【香港!HONG KONG! Feb.2020】つかの間の里帰り(2)

アイキャッチ画像:香港仔漁港。右が香港島、左が鴨脷洲(Ap Lei Chau)。1週間くらいの滞在なら、この日は日長一日、ここで手釣りでもしてのんびり過ごしたかったんだが…。(筆者撮影)>

実は今回の「里帰り」、当然ながら職場には内緒だ。これだけ世の中が新型コロナウィルスへの感染に神経質になった今、「ちょっと香港へ」なんて言ったところで、「やめといて」って言われるのがオチだ。いまのところ、海外渡航自粛の通達は無いが、今回のケース、通達があったとしても行かざるを得ないから、行きますねんけどね(笑)。

そして、同居の父にも内緒だ。当日朝、5時前に下に降りたら、すでにおとっつぁんは朝飯食っててワロタ(笑)。こっちは急いでるもんだから(実は余裕だったりしてww)、「あさっての朝帰るから」の一言を残して、さっさと出発。「香港へちょっと」って言ったら、どうせ「こんな時期にどーのこーの」言われて、極めて不愉快な旅立ちとなったろうから、これでよし。この親子、あまり仲が良くないんで(笑)。

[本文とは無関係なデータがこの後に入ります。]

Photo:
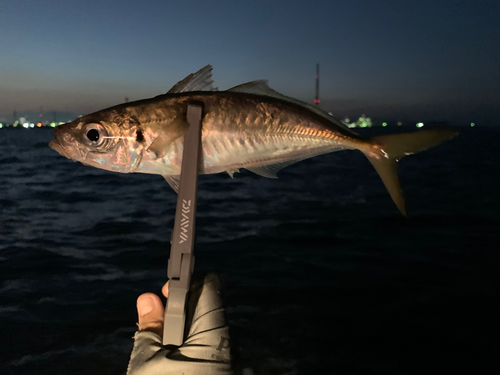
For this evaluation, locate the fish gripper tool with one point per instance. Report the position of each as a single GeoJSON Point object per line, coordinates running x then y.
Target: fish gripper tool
{"type": "Point", "coordinates": [181, 261]}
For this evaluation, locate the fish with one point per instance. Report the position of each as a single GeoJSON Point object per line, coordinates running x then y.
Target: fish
{"type": "Point", "coordinates": [249, 126]}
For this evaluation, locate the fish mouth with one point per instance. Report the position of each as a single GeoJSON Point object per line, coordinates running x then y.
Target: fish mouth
{"type": "Point", "coordinates": [56, 146]}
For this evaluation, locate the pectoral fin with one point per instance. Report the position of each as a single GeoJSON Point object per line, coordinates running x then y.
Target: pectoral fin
{"type": "Point", "coordinates": [176, 128]}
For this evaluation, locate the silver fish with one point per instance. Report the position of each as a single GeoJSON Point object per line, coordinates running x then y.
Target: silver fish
{"type": "Point", "coordinates": [248, 126]}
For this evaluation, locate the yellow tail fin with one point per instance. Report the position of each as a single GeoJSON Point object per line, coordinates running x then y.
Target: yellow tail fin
{"type": "Point", "coordinates": [387, 150]}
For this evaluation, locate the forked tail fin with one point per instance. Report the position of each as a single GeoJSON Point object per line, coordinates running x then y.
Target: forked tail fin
{"type": "Point", "coordinates": [387, 150]}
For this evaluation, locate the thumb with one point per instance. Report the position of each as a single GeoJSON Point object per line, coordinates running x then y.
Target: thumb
{"type": "Point", "coordinates": [150, 311]}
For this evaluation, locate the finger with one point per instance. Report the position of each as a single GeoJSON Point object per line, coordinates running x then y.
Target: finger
{"type": "Point", "coordinates": [164, 290]}
{"type": "Point", "coordinates": [150, 311]}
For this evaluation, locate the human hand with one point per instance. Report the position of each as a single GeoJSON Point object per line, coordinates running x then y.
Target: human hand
{"type": "Point", "coordinates": [206, 347]}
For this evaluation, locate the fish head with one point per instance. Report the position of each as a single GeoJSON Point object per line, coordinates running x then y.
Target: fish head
{"type": "Point", "coordinates": [111, 142]}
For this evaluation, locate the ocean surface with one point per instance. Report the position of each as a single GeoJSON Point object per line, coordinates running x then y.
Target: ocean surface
{"type": "Point", "coordinates": [321, 273]}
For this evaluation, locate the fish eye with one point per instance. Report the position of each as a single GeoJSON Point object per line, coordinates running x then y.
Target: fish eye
{"type": "Point", "coordinates": [94, 135]}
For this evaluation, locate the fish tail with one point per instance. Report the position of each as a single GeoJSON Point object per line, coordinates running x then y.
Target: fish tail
{"type": "Point", "coordinates": [386, 150]}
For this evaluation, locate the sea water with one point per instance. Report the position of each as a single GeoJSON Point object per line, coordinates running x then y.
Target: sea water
{"type": "Point", "coordinates": [321, 273]}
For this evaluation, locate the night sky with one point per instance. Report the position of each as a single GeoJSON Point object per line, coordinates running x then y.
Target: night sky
{"type": "Point", "coordinates": [418, 60]}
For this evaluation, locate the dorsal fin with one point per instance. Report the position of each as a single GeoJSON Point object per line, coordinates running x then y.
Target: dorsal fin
{"type": "Point", "coordinates": [261, 88]}
{"type": "Point", "coordinates": [199, 81]}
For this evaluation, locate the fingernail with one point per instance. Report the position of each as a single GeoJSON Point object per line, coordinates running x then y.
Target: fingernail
{"type": "Point", "coordinates": [145, 305]}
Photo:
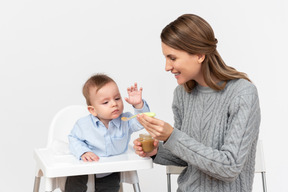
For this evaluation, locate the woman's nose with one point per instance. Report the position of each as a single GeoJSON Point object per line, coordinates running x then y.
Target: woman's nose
{"type": "Point", "coordinates": [168, 66]}
{"type": "Point", "coordinates": [113, 103]}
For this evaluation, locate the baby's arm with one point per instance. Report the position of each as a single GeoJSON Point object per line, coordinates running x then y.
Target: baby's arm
{"type": "Point", "coordinates": [89, 156]}
{"type": "Point", "coordinates": [135, 96]}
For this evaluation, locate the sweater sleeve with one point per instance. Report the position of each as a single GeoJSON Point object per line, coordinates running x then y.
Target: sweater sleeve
{"type": "Point", "coordinates": [227, 162]}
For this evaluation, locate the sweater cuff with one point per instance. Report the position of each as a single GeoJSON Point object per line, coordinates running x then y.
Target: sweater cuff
{"type": "Point", "coordinates": [171, 141]}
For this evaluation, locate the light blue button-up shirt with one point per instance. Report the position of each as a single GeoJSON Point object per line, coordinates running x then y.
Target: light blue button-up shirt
{"type": "Point", "coordinates": [90, 134]}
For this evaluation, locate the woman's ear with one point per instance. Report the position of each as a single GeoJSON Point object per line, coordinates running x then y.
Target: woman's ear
{"type": "Point", "coordinates": [201, 58]}
{"type": "Point", "coordinates": [92, 110]}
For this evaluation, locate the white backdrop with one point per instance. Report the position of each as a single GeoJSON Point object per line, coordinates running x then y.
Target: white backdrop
{"type": "Point", "coordinates": [49, 48]}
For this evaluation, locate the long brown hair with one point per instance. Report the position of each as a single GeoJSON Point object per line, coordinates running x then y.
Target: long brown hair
{"type": "Point", "coordinates": [194, 35]}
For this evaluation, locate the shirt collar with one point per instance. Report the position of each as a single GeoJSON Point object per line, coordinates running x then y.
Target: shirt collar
{"type": "Point", "coordinates": [116, 121]}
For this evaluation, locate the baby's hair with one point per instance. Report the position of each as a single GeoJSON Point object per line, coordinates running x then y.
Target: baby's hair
{"type": "Point", "coordinates": [98, 80]}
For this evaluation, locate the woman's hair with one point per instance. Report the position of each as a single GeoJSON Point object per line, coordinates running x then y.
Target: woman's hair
{"type": "Point", "coordinates": [98, 81]}
{"type": "Point", "coordinates": [192, 34]}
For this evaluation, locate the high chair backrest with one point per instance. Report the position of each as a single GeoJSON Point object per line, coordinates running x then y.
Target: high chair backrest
{"type": "Point", "coordinates": [63, 123]}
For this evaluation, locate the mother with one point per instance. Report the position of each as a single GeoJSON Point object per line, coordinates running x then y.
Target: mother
{"type": "Point", "coordinates": [216, 113]}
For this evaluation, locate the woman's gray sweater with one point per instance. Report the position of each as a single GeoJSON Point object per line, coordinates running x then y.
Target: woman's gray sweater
{"type": "Point", "coordinates": [215, 136]}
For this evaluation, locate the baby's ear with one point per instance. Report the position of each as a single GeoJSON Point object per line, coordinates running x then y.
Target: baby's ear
{"type": "Point", "coordinates": [92, 110]}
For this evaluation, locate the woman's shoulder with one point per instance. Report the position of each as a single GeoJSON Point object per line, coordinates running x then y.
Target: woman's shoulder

城巴(City Bus)が摩理臣山道(Morrison Hill Road)を走っているのを見ると、奉公先への通勤を思い出す…

さて、2日目。早くも最終日である。まずは朝飯。計画では「7時半起床、7時45分に灣仔(Wan Chai)のうらぶれた茶餐廳(ちゃーちゃんてん=大衆食堂&喫茶店のような)を探し当てて、朝飯食らう」としていたのだが、目覚めたら9時半だった(笑)。仕方なく近場の、昨日ダメダメな菠羅油を食わされた「新嘉美茶餐廳」へ。迷わず「早餐A(モーニングAセット)」を注文。

こいつは驚きだ。小生が暮らし始めた90年代半ばなら、この組み合わせで18ドル(当時レートで200円程度)だった。それが今や、倍の36ドル(現在のレートで約580円)だ。この店にしても、あの頃は、もうちょいマシなパンがついていたはずだ。スープマカロニなんて、こんな丼鉢いっぱいでなくてよいのだ。小ぶりのスープ皿でまったくOKなのに…。な~んか狂いが生じてるよな、今の香港…。もっとも、香港人はスープマカロニではなく、出前一丁にポークチョップをトッピングしたものを食している。俺には朝からそれは無理だ。いや、昼でも夜でも嫌だ(笑)。

宿に戻って、さっさと出すもの出して(笑)、チェックアウト。しばし、鵝頸橋街市(Bowrington Road Market=鵝頸橋公設市場)を中心に広がる商店街をブラブラしてみたが、奉公の帰りに食材調達していた八百屋、果物屋は健在だったが、たまに肉を買っていた肉屋がなくなっている。結構、老舗だったと思うのだが、ちょいと寂しいね…。

さっきの朝飯より、魚の方が安いやん!どや、ちゅーねん!
イカと並んでいたエイリアンの息子みたいなw、ヌルっとしてそうな魚に興味が湧く…

葉付きのこの蜜柑、「沙糖桔」は日本の冬蜜柑のSサイズより、さらに一回り小さいから、なんぼでも食える。横のプチトマトと比べても、そのサイズ感がわかってもらえるはず。蜜柑好きの小生は一口でいける(笑)。在住中、小生は冬場はこの沙糖桔を常備していたね。その名の通り、めっちゃ甘い!でも、甘いだけでなく、どこかに昔風の蜜柑の酸味があり、蜜柑のいいところをすべて凝縮したって感じの風味だ。冬場に香港に行ったら、ぜひ買ってホテルで食ってみて!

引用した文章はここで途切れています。